Indigenous and environmental groups have won a major legal victory with the Federal Court of Appeal's quashing of the federal government's approvals for the construction of the Trans Mountain Pipeline expansion, thereby halting the project indefinitely. This leaves the Liberal government's purchase of the pipeline hanging like an albatross aroound its neck for its wasting of money and for the Liberal and Conservative government's failure to adequately take into account the environmental and indigenous impacts of expanding the pipeline during the approval process.
In the decision released Thursday, and written by Justice Eleanor Dawson, the court found the National Energy Board's assessment of the project was so flawed that it should not have been relied on by the federal cabinet when it gave final approval to proceed in November 2016. The certificate approving construction and operation of the project has been nullified, leaving the project in legal limbo until the energy regulator and the government reassess their approvals to satisfy the court's demands. ...

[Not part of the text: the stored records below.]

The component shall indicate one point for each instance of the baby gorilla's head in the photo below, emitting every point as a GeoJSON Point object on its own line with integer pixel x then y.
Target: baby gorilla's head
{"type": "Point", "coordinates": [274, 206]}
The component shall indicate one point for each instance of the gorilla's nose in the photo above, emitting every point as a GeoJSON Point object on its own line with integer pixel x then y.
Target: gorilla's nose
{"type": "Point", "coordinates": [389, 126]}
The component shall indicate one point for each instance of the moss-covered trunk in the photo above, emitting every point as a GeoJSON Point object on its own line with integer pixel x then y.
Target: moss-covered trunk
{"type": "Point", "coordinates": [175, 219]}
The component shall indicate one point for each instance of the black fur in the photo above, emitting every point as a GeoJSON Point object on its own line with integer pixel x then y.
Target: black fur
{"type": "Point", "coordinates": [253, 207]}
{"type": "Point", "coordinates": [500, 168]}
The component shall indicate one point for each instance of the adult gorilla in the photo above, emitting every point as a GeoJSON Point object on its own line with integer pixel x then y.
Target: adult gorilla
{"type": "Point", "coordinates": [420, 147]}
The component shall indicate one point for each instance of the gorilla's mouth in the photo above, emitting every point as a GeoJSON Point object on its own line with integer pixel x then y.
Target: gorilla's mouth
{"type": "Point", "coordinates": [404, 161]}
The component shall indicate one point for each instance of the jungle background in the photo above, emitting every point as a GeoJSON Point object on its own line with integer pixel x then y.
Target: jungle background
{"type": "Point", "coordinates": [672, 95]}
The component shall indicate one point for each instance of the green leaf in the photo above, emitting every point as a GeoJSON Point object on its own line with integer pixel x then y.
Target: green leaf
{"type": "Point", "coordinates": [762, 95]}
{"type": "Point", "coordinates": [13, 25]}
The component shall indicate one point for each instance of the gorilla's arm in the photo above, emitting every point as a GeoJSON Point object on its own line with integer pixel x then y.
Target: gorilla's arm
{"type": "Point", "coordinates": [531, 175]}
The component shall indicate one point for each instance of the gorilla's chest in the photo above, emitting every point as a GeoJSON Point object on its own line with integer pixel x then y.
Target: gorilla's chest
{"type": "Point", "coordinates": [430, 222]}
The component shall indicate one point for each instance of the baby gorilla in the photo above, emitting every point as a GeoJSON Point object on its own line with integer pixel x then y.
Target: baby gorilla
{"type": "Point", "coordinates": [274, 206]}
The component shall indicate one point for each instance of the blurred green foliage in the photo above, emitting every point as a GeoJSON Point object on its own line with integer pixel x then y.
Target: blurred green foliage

Amid uncertainty, Kinder Morgan agreed to sell the project to the federal government this spring. Now, the Liberal government is the owner of a proposed pipeline project that could be subject to years of further review.
In its initial study of the project, the NEB found that the pipeline would not cause significant adverse environmental impacts. But the court has determined that conclusion is bogus because it did not assess the impacts of marine shipping — increased tanker traffic that would result from the expanded pipeline — on the environment and southern resident killer whales in the waters around the line's shipping terminal. The appellate court also found that the federal government did not adequately, or meaningfully, consult with Indigenous people and hear out there concerns after the NEB issued its report recommending that cabinet approve the project.
The court has ordered the federal government redo its Phase 3 consultation.
"Only after that consultation is completed and any accommodation made can the project be put before the Governor in Council (cabinet) for approval," the decision reads. "The duty to consult was not adequately discharged in this case."